Gov. Jerry Brown’s administration said the agreement includes concessions he sought last year to help reduce the state’s long-term costs of providing retirees’ health care benefits.
Correctional officers would start paying toward their eventual benefits under the proposed contract.
Officers hired after Jan. 1, 2017, would also have to wait longer for their benefits and would receive reduced health care coverage for themselves and their dependents when they retire.
The tentative agreement calls for a 3 percent increase once the agreement is ratified by the union’s 29,000 members, California Correctional Peace Officers Association spokeswoman Nichol Gomez-Pryde said. Other 3 percent hikes would follow over the next two years.
Correctional officers would also get more money if they work in remote prisons. An incentive for remaining physically fit would be eliminated, with the $130 a month incentive automatically going into officers’ base pay.
The Department of Corrections and Rehabilitation said base salary for guards currently starts at $63,000 annually and can range to nearly $80,000. Officers can earn more than $100,000 a year with overtime at the state’s 34 prisons.
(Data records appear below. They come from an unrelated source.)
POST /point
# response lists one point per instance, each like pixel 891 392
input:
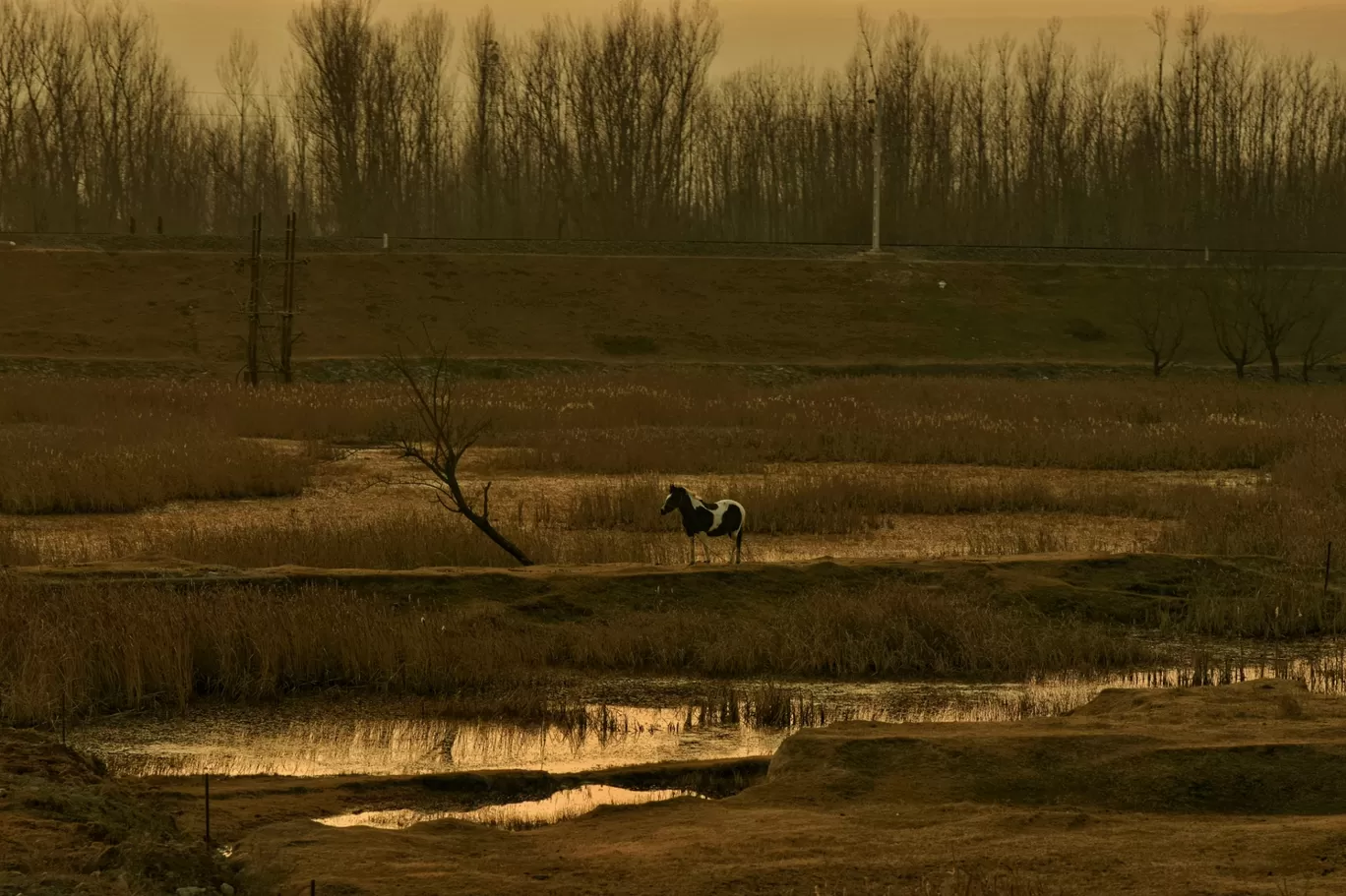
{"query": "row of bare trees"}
pixel 614 128
pixel 1262 308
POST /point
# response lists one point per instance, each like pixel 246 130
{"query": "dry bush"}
pixel 105 646
pixel 130 464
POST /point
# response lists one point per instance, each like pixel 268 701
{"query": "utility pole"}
pixel 867 36
pixel 287 310
pixel 255 303
pixel 877 131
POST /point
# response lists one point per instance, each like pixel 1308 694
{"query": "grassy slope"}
pixel 1132 589
pixel 183 306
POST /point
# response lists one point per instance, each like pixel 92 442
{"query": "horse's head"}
pixel 676 497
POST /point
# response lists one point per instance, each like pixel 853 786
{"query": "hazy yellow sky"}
pixel 819 32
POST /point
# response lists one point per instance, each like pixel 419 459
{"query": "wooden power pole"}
pixel 255 303
pixel 287 311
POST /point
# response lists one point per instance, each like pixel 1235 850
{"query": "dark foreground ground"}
pixel 1210 790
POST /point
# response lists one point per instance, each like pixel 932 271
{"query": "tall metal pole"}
pixel 255 303
pixel 287 314
pixel 877 129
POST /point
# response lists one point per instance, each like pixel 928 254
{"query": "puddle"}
pixel 560 806
pixel 622 723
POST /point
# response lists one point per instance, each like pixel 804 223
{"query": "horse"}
pixel 715 519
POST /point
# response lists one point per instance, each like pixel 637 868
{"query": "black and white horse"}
pixel 720 518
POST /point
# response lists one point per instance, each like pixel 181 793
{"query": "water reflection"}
pixel 624 723
pixel 560 806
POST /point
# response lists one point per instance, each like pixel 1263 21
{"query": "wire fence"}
pixel 1009 253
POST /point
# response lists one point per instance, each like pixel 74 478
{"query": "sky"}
pixel 816 32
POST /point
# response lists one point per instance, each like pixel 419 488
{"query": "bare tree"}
pixel 1233 321
pixel 1279 297
pixel 1322 340
pixel 439 435
pixel 1160 318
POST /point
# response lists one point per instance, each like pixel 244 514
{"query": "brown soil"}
pixel 185 306
pixel 1231 790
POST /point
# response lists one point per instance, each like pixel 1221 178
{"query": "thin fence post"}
pixel 255 303
pixel 1327 567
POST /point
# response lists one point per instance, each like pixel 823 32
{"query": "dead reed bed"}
pixel 1292 516
pixel 847 502
pixel 128 464
pixel 97 647
pixel 394 538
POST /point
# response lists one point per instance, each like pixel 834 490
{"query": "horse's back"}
pixel 731 516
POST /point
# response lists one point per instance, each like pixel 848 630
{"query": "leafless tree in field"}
pixel 1160 315
pixel 1279 299
pixel 1233 321
pixel 439 435
pixel 1322 339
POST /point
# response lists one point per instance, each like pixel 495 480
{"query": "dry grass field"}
pixel 76 306
pixel 167 540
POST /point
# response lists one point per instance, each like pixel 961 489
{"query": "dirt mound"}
pixel 1210 749
pixel 66 826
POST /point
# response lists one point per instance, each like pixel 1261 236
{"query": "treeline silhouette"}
pixel 615 129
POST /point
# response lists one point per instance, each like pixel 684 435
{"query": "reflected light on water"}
pixel 640 721
pixel 558 807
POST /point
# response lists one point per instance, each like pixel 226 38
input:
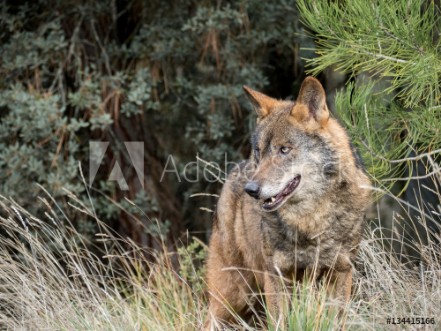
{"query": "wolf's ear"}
pixel 312 97
pixel 262 103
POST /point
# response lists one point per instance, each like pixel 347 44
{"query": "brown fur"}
pixel 318 227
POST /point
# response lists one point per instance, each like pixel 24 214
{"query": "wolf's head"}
pixel 297 148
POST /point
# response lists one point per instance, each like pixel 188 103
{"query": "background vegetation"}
pixel 170 74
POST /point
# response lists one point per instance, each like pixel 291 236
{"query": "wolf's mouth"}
pixel 277 200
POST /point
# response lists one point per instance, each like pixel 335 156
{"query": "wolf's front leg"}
pixel 341 284
pixel 229 291
pixel 273 288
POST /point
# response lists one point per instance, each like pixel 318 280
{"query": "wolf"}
pixel 296 206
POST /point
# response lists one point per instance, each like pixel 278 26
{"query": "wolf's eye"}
pixel 257 155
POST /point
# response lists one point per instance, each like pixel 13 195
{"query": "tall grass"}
pixel 52 278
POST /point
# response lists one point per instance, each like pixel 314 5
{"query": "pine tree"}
pixel 392 102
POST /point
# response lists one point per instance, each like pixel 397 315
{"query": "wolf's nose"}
pixel 253 189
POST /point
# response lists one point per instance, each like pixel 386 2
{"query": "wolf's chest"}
pixel 290 249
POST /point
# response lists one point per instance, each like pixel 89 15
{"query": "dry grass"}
pixel 49 280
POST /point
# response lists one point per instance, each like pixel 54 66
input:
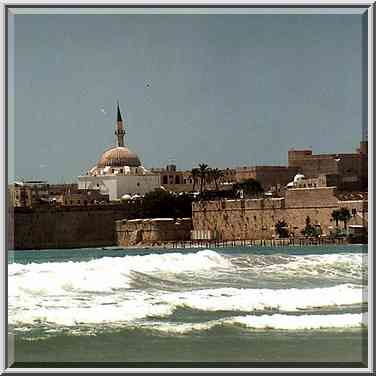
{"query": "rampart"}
pixel 63 227
pixel 256 219
pixel 152 231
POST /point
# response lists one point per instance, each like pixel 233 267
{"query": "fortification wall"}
pixel 256 219
pixel 72 227
pixel 150 231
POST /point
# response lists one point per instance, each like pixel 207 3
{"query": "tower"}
pixel 120 132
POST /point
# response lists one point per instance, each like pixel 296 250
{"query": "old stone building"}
pixel 267 176
pixel 119 171
pixel 351 168
pixel 256 218
pixel 175 180
pixel 152 231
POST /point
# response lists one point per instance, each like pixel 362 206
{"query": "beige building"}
pixel 119 171
pixel 256 218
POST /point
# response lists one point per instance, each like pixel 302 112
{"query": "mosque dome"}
pixel 119 157
pixel 298 177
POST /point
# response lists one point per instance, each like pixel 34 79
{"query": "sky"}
pixel 223 89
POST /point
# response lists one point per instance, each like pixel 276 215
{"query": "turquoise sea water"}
pixel 235 305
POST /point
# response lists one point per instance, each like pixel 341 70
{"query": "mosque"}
pixel 119 172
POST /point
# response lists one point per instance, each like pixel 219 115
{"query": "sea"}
pixel 239 306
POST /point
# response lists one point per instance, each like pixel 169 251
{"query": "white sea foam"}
pixel 101 290
pixel 106 274
pixel 342 265
pixel 277 321
pixel 232 299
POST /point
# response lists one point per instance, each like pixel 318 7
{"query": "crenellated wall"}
pixel 150 231
pixel 63 227
pixel 256 219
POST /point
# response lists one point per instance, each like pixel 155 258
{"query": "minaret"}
pixel 120 132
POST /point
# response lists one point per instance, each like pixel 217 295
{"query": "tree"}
pixel 281 228
pixel 195 176
pixel 203 168
pixel 344 216
pixel 217 175
pixel 336 216
pixel 310 230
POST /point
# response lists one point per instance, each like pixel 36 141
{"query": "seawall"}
pixel 58 227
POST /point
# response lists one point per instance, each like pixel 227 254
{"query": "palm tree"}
pixel 336 216
pixel 203 168
pixel 344 216
pixel 217 175
pixel 195 175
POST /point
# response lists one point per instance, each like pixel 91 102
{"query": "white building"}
pixel 119 171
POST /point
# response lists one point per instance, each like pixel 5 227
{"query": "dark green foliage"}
pixel 342 215
pixel 309 230
pixel 282 229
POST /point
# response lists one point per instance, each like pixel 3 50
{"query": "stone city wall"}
pixel 68 227
pixel 152 231
pixel 256 219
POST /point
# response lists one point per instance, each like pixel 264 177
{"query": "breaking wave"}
pixel 134 289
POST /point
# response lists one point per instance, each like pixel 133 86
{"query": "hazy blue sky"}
pixel 228 90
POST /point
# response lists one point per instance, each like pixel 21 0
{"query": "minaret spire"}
pixel 120 132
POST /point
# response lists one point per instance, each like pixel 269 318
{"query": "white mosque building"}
pixel 119 172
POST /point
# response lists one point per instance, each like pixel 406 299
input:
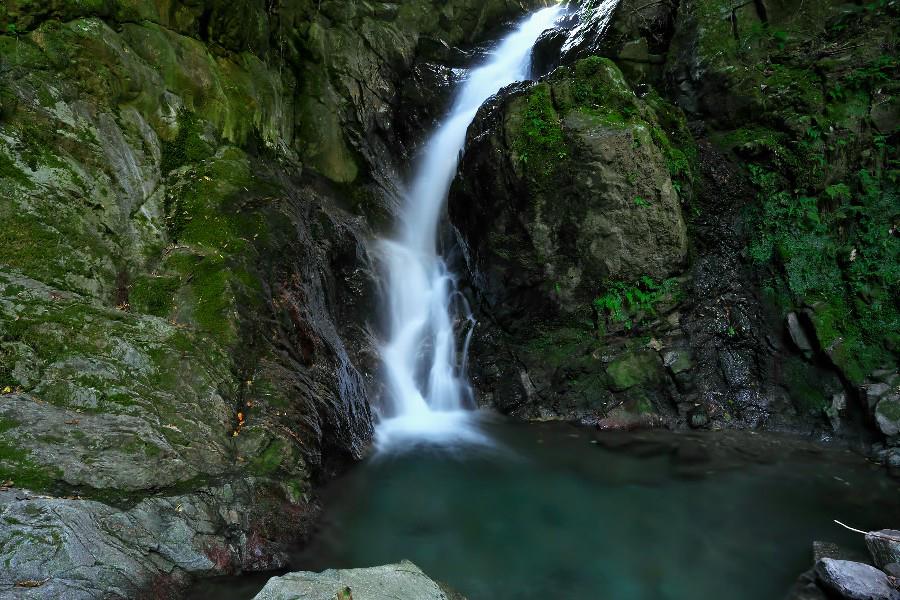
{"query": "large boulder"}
pixel 565 184
pixel 854 581
pixel 884 546
pixel 570 190
pixel 401 581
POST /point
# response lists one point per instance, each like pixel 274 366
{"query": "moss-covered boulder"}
pixel 566 184
pixel 184 287
pixel 568 203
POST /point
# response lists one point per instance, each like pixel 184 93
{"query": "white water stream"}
pixel 428 392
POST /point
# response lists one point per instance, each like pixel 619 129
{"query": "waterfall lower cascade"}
pixel 428 392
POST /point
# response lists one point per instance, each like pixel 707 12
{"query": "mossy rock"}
pixel 638 368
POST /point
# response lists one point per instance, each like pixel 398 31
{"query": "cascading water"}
pixel 426 381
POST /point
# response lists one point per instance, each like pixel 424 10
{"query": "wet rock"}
pixel 401 581
pixel 698 418
pixel 633 369
pixel 806 588
pixel 873 392
pixel 884 546
pixel 823 549
pixel 854 581
pixel 887 415
pixel 798 334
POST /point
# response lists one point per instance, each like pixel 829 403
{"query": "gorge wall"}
pixel 692 222
pixel 188 189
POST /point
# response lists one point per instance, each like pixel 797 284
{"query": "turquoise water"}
pixel 557 512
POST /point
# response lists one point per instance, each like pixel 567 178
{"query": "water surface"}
pixel 553 511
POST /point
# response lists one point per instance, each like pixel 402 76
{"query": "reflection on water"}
pixel 553 511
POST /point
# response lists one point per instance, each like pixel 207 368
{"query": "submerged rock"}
pixel 855 581
pixel 401 581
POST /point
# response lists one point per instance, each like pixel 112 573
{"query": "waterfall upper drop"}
pixel 427 388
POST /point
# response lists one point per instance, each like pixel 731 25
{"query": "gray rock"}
pixel 84 549
pixel 401 581
pixel 887 415
pixel 854 581
pixel 798 335
pixel 873 392
pixel 806 588
pixel 884 546
pixel 831 550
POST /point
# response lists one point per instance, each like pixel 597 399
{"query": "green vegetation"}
pixel 628 303
pixel 540 144
pixel 831 233
pixel 188 145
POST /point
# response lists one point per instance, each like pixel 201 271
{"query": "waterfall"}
pixel 427 389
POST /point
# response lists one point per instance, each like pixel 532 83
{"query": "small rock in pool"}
pixel 854 581
pixel 884 546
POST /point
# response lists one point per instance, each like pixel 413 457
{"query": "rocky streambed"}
pixel 690 223
pixel 550 511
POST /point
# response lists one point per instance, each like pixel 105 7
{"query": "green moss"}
pixel 633 369
pixel 629 303
pixel 562 346
pixel 890 410
pixel 188 145
pixel 16 466
pixel 539 144
pixel 153 294
pixel 270 460
pixel 803 383
pixel 9 170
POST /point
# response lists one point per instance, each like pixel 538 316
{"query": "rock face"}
pixel 854 581
pixel 188 189
pixel 780 319
pixel 884 546
pixel 565 185
pixel 401 581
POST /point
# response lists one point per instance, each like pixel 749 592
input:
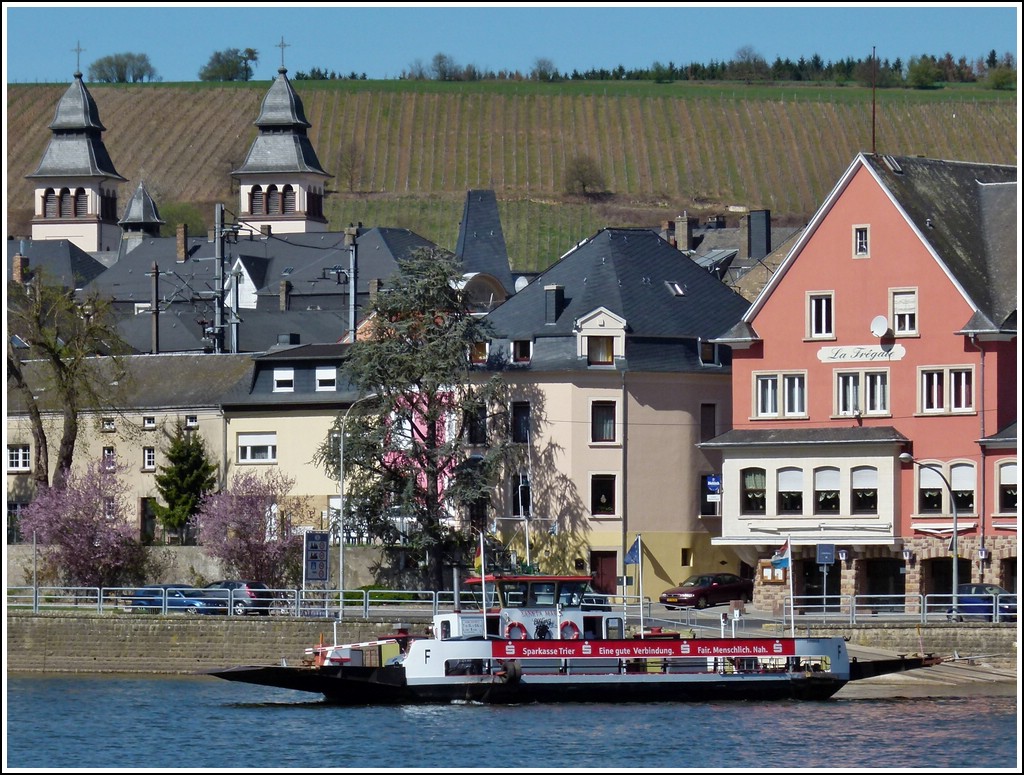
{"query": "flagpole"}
pixel 793 607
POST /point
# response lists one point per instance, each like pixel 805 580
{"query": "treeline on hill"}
pixel 920 72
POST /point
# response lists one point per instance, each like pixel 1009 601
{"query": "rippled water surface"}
pixel 152 722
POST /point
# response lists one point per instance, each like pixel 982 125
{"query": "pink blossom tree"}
pixel 250 527
pixel 85 528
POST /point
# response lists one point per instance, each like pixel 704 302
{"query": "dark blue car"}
pixel 180 598
pixel 983 601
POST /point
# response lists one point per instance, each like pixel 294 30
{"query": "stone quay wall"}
pixel 58 642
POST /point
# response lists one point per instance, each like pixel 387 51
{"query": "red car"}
pixel 708 589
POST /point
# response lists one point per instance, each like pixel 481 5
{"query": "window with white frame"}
pixel 861 393
pixel 861 246
pixel 826 484
pixel 820 319
pixel 602 494
pixel 257 447
pixel 962 482
pixel 753 493
pixel 1008 479
pixel 600 350
pixel 602 422
pixel 904 311
pixel 284 380
pixel 946 390
pixel 18 458
pixel 864 489
pixel 791 490
pixel 793 388
pixel 327 378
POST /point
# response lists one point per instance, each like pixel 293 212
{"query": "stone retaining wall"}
pixel 53 642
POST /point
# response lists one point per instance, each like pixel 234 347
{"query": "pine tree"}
pixel 187 476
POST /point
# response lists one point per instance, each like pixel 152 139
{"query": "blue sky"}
pixel 383 39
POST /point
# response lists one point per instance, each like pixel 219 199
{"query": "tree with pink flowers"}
pixel 85 528
pixel 250 527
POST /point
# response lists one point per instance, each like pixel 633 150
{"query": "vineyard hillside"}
pixel 403 154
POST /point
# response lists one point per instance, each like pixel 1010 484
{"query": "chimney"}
pixel 553 304
pixel 181 242
pixel 19 269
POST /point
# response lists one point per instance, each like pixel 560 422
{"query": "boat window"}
pixel 515 594
pixel 542 594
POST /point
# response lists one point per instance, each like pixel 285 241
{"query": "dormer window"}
pixel 600 351
pixel 522 350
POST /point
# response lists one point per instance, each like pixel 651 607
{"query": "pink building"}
pixel 890 330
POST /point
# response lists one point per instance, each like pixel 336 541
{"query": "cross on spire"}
pixel 78 55
pixel 283 46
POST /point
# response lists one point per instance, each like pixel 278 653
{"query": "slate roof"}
pixel 274 151
pixel 64 262
pixel 141 211
pixel 804 436
pixel 967 212
pixel 166 382
pixel 626 271
pixel 481 242
pixel 76 149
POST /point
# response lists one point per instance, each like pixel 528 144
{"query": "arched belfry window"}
pixel 50 204
pixel 67 204
pixel 257 202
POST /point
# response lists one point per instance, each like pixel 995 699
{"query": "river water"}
pixel 193 722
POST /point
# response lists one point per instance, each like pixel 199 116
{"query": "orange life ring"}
pixel 515 627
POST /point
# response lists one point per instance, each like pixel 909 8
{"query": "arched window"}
pixel 864 489
pixel 67 204
pixel 81 203
pixel 826 490
pixel 257 204
pixel 50 204
pixel 752 500
pixel 272 201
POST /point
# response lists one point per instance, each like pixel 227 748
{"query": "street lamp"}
pixel 341 497
pixel 907 458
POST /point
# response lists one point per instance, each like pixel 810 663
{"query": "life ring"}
pixel 515 627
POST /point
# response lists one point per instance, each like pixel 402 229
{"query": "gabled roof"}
pixel 964 212
pixel 481 242
pixel 635 274
pixel 62 262
pixel 76 149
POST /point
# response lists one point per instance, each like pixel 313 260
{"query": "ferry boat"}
pixel 552 639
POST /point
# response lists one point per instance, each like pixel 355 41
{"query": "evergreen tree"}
pixel 186 478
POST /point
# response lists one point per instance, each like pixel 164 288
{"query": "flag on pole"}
pixel 633 556
pixel 782 556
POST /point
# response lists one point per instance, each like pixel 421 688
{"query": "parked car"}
pixel 243 597
pixel 977 601
pixel 708 589
pixel 180 597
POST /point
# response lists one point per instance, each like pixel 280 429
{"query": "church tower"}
pixel 76 195
pixel 282 182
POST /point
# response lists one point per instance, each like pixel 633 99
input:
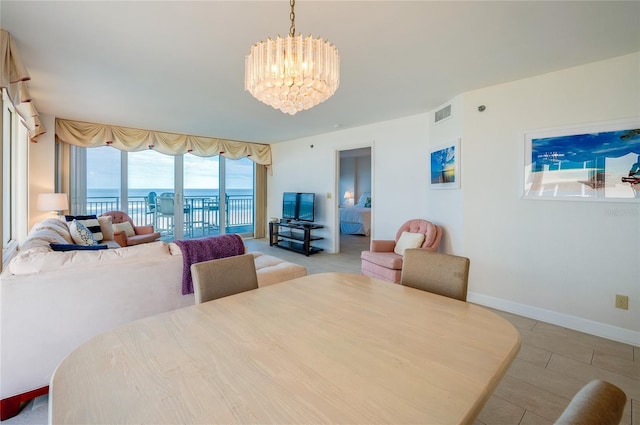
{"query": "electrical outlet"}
pixel 622 302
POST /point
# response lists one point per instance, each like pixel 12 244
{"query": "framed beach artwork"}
pixel 445 166
pixel 598 162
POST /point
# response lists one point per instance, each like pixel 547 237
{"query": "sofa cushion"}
pixel 41 238
pixel 80 234
pixel 76 247
pixel 90 222
pixel 145 238
pixel 35 261
pixel 58 226
pixel 125 227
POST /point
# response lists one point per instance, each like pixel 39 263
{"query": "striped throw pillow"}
pixel 90 222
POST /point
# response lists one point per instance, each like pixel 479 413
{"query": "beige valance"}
pixel 13 77
pixel 133 140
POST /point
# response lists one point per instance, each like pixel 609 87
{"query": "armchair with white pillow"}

Michael Genest, a fiscal consultant who served four years as budget director for former Republican Gov. Arnold Schwarzenegger, said the changes in retiree benefits should result in substantial long-term savings to the state.
He praised Brown, a Democrat, for trying to control spending but said the salary increases mean taxpayers will continue to see little savings from a restructuring of the criminal justice system that sharply reduced the state prison population in recent years.
“I’d say, why are we giving raises at all, from a taxpayers’ perspective,” Genest said. “There’s no evidence that our pay scales are such that we can’t attract an adequate workforce, quite the contrary.”
Gomez-Pryde and the administration said the proposal is fair but could not immediately say how much it would cost taxpayers.
The deal must be approved by state lawmakers and union members before taking effect.